A safe children’s bike is therefore better with a frame that allows the child to sit as upright as possible. It is important that the child can easily reach the handlebars and sit relaxed. The center of gravity is then in the middle of the body and does not shift forward. Giving hand signals, looking over the shoulder and even looking around are easier. In this way, children move more safely through traffic and do not suffer from aching arms and wrists on longer bike rides.Also interesting:
- The best children’s bicycles
- The 10 best bicycle helmets for children
- The 10 best children’s bikes with 12 inches
Important No matter how safe the child feels with his bike: a well-fitting and accident-free helmet is and remains mandatory. Parents should always check that all fasteners work well and that the helmet fits snugly. Tips on this are provided by ich-trag-helm.de.
Weight: A Bike Should Not Become A Burden
When buying a child’s bike, not only its size but also its weight plays a role. Parents can find both heavy models and lighter variants on the market, whereby bikes with a lower weight are always recommended.
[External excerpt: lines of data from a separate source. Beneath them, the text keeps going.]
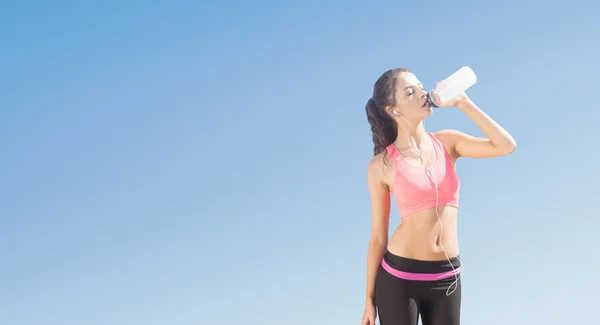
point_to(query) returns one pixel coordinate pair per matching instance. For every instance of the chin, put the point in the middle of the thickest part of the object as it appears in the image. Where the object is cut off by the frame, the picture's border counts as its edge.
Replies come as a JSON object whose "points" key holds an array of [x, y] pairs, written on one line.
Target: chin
{"points": [[428, 110]]}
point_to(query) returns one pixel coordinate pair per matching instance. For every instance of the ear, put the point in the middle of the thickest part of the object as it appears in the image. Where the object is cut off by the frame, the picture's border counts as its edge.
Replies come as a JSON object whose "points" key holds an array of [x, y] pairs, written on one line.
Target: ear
{"points": [[391, 111]]}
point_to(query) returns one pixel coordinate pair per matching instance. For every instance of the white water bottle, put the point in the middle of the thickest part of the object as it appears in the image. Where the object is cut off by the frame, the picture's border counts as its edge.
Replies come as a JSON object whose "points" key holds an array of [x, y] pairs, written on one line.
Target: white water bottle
{"points": [[453, 86]]}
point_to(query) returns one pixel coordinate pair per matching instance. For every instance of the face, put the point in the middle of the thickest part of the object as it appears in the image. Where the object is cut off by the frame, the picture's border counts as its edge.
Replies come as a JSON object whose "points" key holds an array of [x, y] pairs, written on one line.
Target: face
{"points": [[411, 98]]}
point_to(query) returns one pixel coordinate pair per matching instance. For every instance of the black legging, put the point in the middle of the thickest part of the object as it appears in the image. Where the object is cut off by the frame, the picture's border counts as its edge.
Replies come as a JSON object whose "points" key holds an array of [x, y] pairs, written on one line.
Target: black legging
{"points": [[400, 301]]}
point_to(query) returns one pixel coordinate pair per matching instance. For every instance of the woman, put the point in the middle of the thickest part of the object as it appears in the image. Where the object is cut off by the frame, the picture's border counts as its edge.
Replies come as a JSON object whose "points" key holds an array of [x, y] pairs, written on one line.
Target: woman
{"points": [[417, 271]]}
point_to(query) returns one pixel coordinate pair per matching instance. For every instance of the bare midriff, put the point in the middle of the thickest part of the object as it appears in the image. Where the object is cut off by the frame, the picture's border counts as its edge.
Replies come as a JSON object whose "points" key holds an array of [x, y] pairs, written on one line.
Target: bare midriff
{"points": [[421, 236]]}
This has several reasons, because lighter bikes:
- are easier to control,
- make progress more effortless,
- are less likely to tip over when starting,
- can be brought to a stop more quickly
- and do not cause problems when carried up and down stairs.
The reason children have a harder time with weighty wheels is the relationship between body weight and wheel weight. Let’s say a child weighs just under thirty kilograms and the choice has to be made between two 20-inch wheels. One weighs ten kilograms and the other 15. With the second wheel, the weight already takes up half of the child’s body weight, while with the first it is only a third. Even small differences in weight have a greater effect, since children are lighter than adults.
Equipment: Road safety matters
Most children’s bicycles today are offered with roadworthy equipment. Parents should nevertheless make sure that the selected model lacks nothing. Later, when the child’s bike is tested at school, it will also be checked for road safety, but those who take care of this in advance will act more responsibly. According to the Road Traffic Licensing Regulations, a roadworthy bicycle includes:
- a bell
- two independent brakes,
- tight-fitting pedals with yellow spotlights on both sides,
- a white headlight at the front,
- a red colored rear light,
- two spoke reflectors on each wheel,
- one white reflector at the front
- and a red reflector behind the luggage rack.
In the case of spotlights and lights, it is also important that they comply with the specifications of the Kraftfahrt-Bundesamt (German Federal Motor Transport Authority). This can be recognized by the test mark affixed to them.
In addition to this mandatory equipment, the ADFC also recommends a high-quality lock, a sturdy luggage rack, mudguards, a chain guard and a parking light system. As a rule, no other equipment is necessary. If your child can already ride well, however, a secure basket on the carrier or, alternatively, a good saddle bag could be useful. All other equipment such as flags, baskets for dolls or ribbons should not be used if possible, as they could increase the risk of accidents in case of doubt.